Joey Carmona, the owner of locksmith and security services company Exolock, based in Fajardo, Puerto Rico, considers his business one of the few fortunate ones on the island. He's actually taken on more work in recent months as smaller businesses have folded under financial strain. "We've got work. I can't complain, but we're one of the lucky businesses," he said.
Still, he's had to make adjustments to deal with rising electricity bills and gas prices as Puerto Rico's government has scrambled to remain afloat in the face of a severe budget shortfall. Carmona replaced the company’s larger vehicles with smaller ones that have better gas mileage and revamped their travel routes to deliver services more efficiently. But even while he and the seven employees that work for him are weathering the storm, Carmona said an exit strategy isn’t out of the question. “I’m leaving my options open, and I’ve got a piggy bank just in case [I have to leave],” he said. “I lived in the States for some time, so I’m not afraid of moving. But I hope we can stay.”
That wariness has spread throughout the island as Puerto Rico continues to struggle with rampant economic woes. The commonwealth’s government, led by Gov. Alejandro Padilla, missed a critical deadline Saturday to make a $58 million bond payment and stave off default. They technically had until midnight Monday to make the payment, but Padilla had already announced the government didn’t have the funds, as it’s already operating on a $703 million budget deficit for this fiscal year. Puerto Rico now faces a potential onslaught of lawsuits from creditors over how the money can eventually be repaid. In the meantime, Puerto Rican business owners and residents were bracing for further squeezes on their economic livelihoods.
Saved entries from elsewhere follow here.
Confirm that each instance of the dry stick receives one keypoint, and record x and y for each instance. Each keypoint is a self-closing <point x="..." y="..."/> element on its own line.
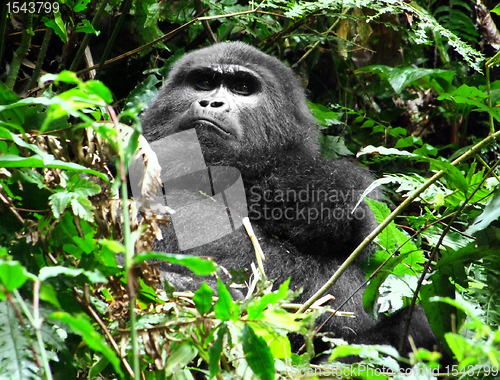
<point x="81" y="51"/>
<point x="41" y="56"/>
<point x="390" y="218"/>
<point x="199" y="8"/>
<point x="167" y="36"/>
<point x="118" y="26"/>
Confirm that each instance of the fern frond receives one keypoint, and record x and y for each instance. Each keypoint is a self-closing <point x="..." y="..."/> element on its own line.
<point x="16" y="355"/>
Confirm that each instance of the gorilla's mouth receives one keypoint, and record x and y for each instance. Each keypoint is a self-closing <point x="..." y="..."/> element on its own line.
<point x="210" y="124"/>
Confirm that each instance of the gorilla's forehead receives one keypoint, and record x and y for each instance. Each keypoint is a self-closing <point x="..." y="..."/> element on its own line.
<point x="231" y="69"/>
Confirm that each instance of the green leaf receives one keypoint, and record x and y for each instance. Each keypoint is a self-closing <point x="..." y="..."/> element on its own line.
<point x="370" y="149"/>
<point x="215" y="351"/>
<point x="225" y="309"/>
<point x="83" y="208"/>
<point x="203" y="299"/>
<point x="36" y="161"/>
<point x="12" y="275"/>
<point x="181" y="354"/>
<point x="256" y="308"/>
<point x="16" y="353"/>
<point x="439" y="314"/>
<point x="98" y="88"/>
<point x="400" y="78"/>
<point x="86" y="27"/>
<point x="257" y="354"/>
<point x="199" y="266"/>
<point x="93" y="339"/>
<point x="59" y="201"/>
<point x="490" y="213"/>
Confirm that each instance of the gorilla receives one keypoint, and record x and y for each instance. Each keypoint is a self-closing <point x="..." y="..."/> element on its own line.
<point x="250" y="113"/>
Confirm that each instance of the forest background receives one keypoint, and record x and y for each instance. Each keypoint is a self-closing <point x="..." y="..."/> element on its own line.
<point x="409" y="88"/>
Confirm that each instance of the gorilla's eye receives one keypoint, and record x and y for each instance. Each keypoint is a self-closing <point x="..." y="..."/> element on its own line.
<point x="205" y="85"/>
<point x="242" y="89"/>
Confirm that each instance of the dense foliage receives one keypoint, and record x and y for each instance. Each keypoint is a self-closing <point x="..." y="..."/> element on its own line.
<point x="410" y="86"/>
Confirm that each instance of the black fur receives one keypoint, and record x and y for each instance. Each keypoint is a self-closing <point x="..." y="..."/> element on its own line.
<point x="269" y="134"/>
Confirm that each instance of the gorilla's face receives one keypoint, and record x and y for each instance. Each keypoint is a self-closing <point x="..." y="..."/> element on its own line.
<point x="246" y="106"/>
<point x="219" y="98"/>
Those living on the island have been feeling the pinch for years: Unemployment stands at 12.2 percent, and the government has made painful cuts in the public education and health sectors to rein in its budget. Last month it hiked up the sales tax from 7 percent to 11.5 percent, and there's a new 4 percent tax on business-to-business services set to take effect in October. The island’s rocky future has propelled thousands to leave the island in recent years, heading to places like New York or central Florida in search of better opportunities.
A default could be a good way to force Padilla’s government to undergo some needed restructuring and potentially privatization for the public utilities, which hold the largest amounts of debt, Carmona said. “They need to cut government by like a third or two thirds and make it efficient,” he said. “They killed the goose that laid the golden egg.”
The past year has been brutal for Victor, the president of a women's clothing chain who requested keeping his last name and the name of his company private. He’s had to close 10 of his 15 stores and lay off around 100 employees, while sales this year decreased by around 15 percent compared to the year before. “Instead of helping, the government is killing small businesses,” he said. “The situation here is very critical. If you’re here and in the industry, you feel it.”
The exodus of Puerto Ricans has steadily chipped away at his customer base while those left on the island have opted to make their purchases on Amazon or eBay to avoid the rising sales taxes, exacerbating both the government’s revenue problem and his company’s financial squeeze, he said. “Before, people went to shopping centers almost every day. They like to buy; that’s part of the culture,” Victor said. “But you don’t see it anymore.”
Yumare Rivera, the owner of the Barbiere hair salon, based in the capital, San Juan, opened up her shop just over six months ago, but said she hasn’t felt the financial pinch yet. Her clientele is taking the crisis in stride, she said. “People around me know it’s going to affect us, but it’s like, life keeps going, and what are we going to do?” she said.
Victor pointed to a bloated, inefficient government as the source for the island’s current fiscal woes. “It’s a very big government for such a small island,” he said. “And the people who work [for the government], most of them are not effective. They live off of whatever the government gives.”
But since his business retains contracts with shopping centers in Puerto Rico, Victor said leaving the island wasn’t in the cards for him. Meanwhile, he said a default would likely bring even more hardships. “There’s no immediate solution,” he said. “We need help.”